PostgreSQL | A practical use for the HSTORE datatype
The HSTORE extension has been around quite a while, but until recently I've never found a situation where I can justify using it - here's a quick writeup of a simple use-case.
The application which runs this website is a homebrew one which I've been maintaining on-and-off for over a decade, initially so I could have a Perl'n'PostgreSQL-powered website which provided some functionality not otherwise available at the time; but also as a platform for experimenting with various database and web technologies. As such the underlying database schema has suffered some sprawl over the years, and recently I've been tidying things up.

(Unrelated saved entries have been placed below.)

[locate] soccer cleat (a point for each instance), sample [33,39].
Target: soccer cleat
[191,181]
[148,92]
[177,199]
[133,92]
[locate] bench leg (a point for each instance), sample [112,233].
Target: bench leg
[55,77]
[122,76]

One source of the sprawl are a couple of key/value tables I've created at some point to store arbitrary attributes to associate with records in other tables. For example, this application is basically a CMS which runs multiple sites from the same database; it has (and who'd've thought it) a table called "site", and associated with each site are a number of ad-hoc options which I've added as I've needed them. The table isn't very large and basically looks like this:
site_id | name | value ---------+------------------------+-------------------- 1 | admin_email | firstname.lastname@example.org 2 | admin_email | email@example.com 2 | outgoing_email_address | firstname.lastname@example.org 2 | rss_style | snippet 3 | rss_style | default 5 | admin_email | email@example.com 6 | admin_email | firstname.lastname@example.org 7 | admin_email | email@example.com 7 | site_login_path | /login.html 7 | site_register_path | /register.html 7 | outgoing_email_address | firstname.lastname@example.org (11 rows)

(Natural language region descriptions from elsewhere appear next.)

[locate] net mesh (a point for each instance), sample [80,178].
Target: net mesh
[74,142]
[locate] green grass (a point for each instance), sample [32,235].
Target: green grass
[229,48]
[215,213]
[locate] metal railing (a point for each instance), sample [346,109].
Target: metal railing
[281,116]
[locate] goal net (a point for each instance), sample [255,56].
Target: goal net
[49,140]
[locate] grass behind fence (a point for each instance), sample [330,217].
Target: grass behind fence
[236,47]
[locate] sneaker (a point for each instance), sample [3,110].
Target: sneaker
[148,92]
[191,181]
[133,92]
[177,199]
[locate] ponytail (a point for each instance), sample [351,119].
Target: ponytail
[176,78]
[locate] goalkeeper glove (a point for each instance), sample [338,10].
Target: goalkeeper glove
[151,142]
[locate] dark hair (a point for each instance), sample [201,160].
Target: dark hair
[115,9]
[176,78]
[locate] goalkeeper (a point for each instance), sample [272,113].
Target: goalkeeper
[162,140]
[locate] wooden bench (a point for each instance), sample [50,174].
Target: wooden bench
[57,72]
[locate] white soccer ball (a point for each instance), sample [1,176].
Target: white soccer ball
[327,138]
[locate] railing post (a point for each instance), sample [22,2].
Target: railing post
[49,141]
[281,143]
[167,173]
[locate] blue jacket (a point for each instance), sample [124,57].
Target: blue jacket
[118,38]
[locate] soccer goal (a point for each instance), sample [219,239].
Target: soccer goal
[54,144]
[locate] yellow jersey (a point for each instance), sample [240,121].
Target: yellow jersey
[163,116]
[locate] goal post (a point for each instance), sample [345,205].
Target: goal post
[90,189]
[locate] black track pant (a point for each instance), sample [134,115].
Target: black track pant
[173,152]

Now, in the grand scheme of things this table is not causing any administrative or performance problems, and could happily stay as-is forever more, but it would also be an ideal candidate for conversion to an HSTORE field on the main site table. It also means I can remove a mildly ugly application method which simulates an "UPSERT", as storing a key/value pair in HSTORE simply overwrites an existing key's value.

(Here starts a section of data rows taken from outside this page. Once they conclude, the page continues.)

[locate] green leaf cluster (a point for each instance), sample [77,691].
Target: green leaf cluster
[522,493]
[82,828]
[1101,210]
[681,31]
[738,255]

A rundown of the steps needed to implement this shiny new HSTORE field:
- Install the HSTORE extension on the PostgreSQL server:
For me this step is basically
cd contrib/hstore && make && sudo make install, YMMV
- As superuser, install the extension HSTORE in the desired database:
sitedb=# CREATE EXTENSION hstore; CREATE EXTENSION
Note: this extension installs a number of functions - ensure they get installed in the correct schema for the application user
- Add an HSTORE field to the site table:
ALTER TABLE site ADD options HSTORE NOT NULL DEFAULT '';
DEFAULT '' ensures an empty HSTORE will be created, which ensures "upserting" values into the HSTORE via concatenation will work
- Copy the key/value pairs from the site_options table into the options HSTORE field:
This sounds simple but we need to flatten multiple key/value records into the matching HSTORE field.To do this in a single query, we'll need to use the HSTORE(TEXT,TEXT) function which constructs an HSTORE from separate key/value arrays; it draws the arrays from a CTE thusly:
WITH attrs AS ( SELECT so.site_id , ARRAY_AGG( name ORDER BY name) attr_key, ARRAY_AGG( value ORDER BY name) attr_value FROM site_option so GROUP BY so.site_id ) UPDATE site si SET options = HSTORE(attrs.attr_key, attrs.attr_value) FROM attrs WHERE si.site_id =attrs.site_id
(Thanks to David J. and Andreas for the suggestions pn using ARRAY_AGG())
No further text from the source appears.